Batzelladine D, a Marine Natural Product, Reverses the Fluconazole Resistance Phenotype Mediated by Transmembrane Transporters in <i>Candida albicans</i> and Interferes with Its Biofilm: An In Vitro and In Silico Study
Levy T. S. Domingos,
Daniel C. de Moraes,
Mário F. C. Santos,
José A. R. Curvelo,
Brayan Bayona-Pacheco,
Edgar A. Marquez,
Anthony W. B. Martinez,
Roberto G. S. Berlinck,
Antonio Ferreira-Pereira
Affiliations
Levy T. S. Domingos
Laboratório de Bioquímica Microbiana, Departamento de Microbiologia Geral, Instituto de Microbiologia Paulo de Góes (IMPG), Universidade Federal do Rio de Janeiro, Rio de Janeiro 21941-590, RJ, Brazil
Daniel C. de Moraes
Laboratório de Bioquímica Microbiana, Departamento de Microbiologia Geral, Instituto de Microbiologia Paulo de Góes (IMPG), Universidade Federal do Rio de Janeiro, Rio de Janeiro 21941-590, RJ, Brazil
Mário F. C. Santos
Instituto de Química de São Carlos, Universidade de São Paulo, CP 780, São Carlos 13560-970, SP, Brazil
José A. R. Curvelo
Laboratório de Bioquímica Microbiana, Departamento de Microbiologia Geral, Instituto de Microbiologia Paulo de Góes (IMPG), Universidade Federal do Rio de Janeiro, Rio de Janeiro 21941-590, RJ, Brazil
Brayan Bayona-Pacheco
Departamento de Medicina, División Ciencias de la Salud, Universidad del Norte, km 5, Vía Puerto Colombia, Área Metropolitana de Barranquilla, Barranquilla 081007, Colombia
Edgar A. Marquez
Departamento de Química y Biologia, Facultad de Ciencias Básicas, Universidad del Norte, km 5, Vía Puerto Colombia, Área Metropolitana de Barranquilla, Barranquilla 081007, Colombia
Anthony W. B. Martinez
Departamento de Química y Biologia, Facultad de Ciencias Básicas, Universidad del Norte, km 5, Vía Puerto Colombia, Área Metropolitana de Barranquilla, Barranquilla 081007, Colombia
Roberto G. S. Berlinck
Instituto de Química de São Carlos, Universidade de São Paulo, CP 780, São Carlos 13560-970, SP, Brazil
Antonio Ferreira-Pereira
Laboratório de Bioquímica Microbiana, Departamento de Microbiologia Geral, Instituto de Microbiologia Paulo de Góes (IMPG), Universidade Federal do Rio de Janeiro, Rio de Janeiro 21941-590, RJ, Brazil
Numerous Candida species are responsible for fungal infections; however, Candida albicans stands out among the others.
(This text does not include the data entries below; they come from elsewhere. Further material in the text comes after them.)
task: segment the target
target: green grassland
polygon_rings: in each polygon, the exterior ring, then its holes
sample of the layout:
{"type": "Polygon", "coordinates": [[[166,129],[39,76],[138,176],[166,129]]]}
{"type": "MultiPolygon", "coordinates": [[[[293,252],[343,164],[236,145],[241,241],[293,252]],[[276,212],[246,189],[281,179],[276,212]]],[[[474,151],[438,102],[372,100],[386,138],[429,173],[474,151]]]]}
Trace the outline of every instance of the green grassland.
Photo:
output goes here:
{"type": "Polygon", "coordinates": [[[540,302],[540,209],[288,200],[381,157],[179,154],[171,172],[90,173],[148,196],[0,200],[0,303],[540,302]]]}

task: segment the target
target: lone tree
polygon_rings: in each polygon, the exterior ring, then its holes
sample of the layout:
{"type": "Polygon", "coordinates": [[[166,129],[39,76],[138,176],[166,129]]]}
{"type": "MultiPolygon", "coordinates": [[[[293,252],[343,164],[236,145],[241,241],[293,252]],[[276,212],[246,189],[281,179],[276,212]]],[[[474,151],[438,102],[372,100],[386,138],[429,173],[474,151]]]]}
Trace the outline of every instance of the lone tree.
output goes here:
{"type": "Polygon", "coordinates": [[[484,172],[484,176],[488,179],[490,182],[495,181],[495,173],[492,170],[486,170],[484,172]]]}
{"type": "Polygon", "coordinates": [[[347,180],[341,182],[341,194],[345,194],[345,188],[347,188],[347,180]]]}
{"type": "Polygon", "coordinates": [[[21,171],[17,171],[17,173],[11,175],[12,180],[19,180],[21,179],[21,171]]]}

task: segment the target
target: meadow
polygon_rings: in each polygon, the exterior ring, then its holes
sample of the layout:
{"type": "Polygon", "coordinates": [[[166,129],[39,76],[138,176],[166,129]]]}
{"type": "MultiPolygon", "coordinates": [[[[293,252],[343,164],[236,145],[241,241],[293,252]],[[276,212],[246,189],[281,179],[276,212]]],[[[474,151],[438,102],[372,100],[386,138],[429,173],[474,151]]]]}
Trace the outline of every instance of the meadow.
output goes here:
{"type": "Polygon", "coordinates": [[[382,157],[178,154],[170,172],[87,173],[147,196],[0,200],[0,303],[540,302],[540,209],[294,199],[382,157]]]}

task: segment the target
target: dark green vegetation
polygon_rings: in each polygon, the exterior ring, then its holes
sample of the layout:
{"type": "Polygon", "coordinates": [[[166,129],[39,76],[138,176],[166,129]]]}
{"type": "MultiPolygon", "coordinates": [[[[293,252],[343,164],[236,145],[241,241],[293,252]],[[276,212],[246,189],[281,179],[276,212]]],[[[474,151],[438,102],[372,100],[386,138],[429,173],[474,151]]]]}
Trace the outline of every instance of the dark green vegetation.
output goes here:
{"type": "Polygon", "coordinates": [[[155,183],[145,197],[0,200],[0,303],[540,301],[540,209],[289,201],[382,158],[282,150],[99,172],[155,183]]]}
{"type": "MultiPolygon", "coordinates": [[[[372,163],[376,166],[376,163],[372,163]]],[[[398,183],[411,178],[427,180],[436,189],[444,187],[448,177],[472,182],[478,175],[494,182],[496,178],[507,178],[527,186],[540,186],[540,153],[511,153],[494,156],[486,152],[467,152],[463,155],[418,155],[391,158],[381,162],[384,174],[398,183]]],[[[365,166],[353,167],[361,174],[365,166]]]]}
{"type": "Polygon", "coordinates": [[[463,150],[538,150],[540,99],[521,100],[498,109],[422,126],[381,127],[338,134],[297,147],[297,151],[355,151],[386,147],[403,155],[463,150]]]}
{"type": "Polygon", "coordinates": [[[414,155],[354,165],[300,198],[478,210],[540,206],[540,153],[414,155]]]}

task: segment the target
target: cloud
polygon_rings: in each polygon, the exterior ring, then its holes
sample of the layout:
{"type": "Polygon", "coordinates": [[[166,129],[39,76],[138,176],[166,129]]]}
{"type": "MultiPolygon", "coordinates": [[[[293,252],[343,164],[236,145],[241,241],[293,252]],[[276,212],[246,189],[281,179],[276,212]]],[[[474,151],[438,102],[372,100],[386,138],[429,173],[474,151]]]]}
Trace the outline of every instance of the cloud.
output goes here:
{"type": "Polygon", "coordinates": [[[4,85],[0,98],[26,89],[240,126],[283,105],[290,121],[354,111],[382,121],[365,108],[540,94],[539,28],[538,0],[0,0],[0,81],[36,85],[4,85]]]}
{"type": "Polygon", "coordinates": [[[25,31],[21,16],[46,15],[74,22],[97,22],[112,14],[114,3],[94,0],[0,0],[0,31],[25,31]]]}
Treatment with fluconazole is often ineffective due to the resistance phenotype mediated by transmembrane transporters and/or biofilm formation, mechanisms of resistance commonly found in C. albicans strains. A previous study by our group demonstrated that batzelladine D can inhibit the Pdr5p transporter in Saccharomyces cerevisiae. In the present study, our aim was to investigate the efficacy of batzelladine D in inhibiting the main efflux pumps of Candida albicans, CaCdr1p and CaCdr2p, as well as to evaluate the effect of the compound on C. albicans biofilm. Assays were conducted using a clinical isolate of Candida albicans expressing both transporters. Additionally, to allow the study of each transporter, S. cerevisiae mutant strains overexpressing CaCdr1p or CaCdr2p were used. Batzelladine D was able to reverse the fluconazole resistance phenotype by acting on both transporters. The compound synergistically improved the effect of fluconazole against the clinical isolate when tested in the Caenorhabditis elegans animal model. Moreover, the compound disrupted the preformed biofilm. Based on the obtained data, the continuation of batzelladine D studies as a potential new antifungal agent and/or chemosensitizer in Candida albicans infections can be suggested.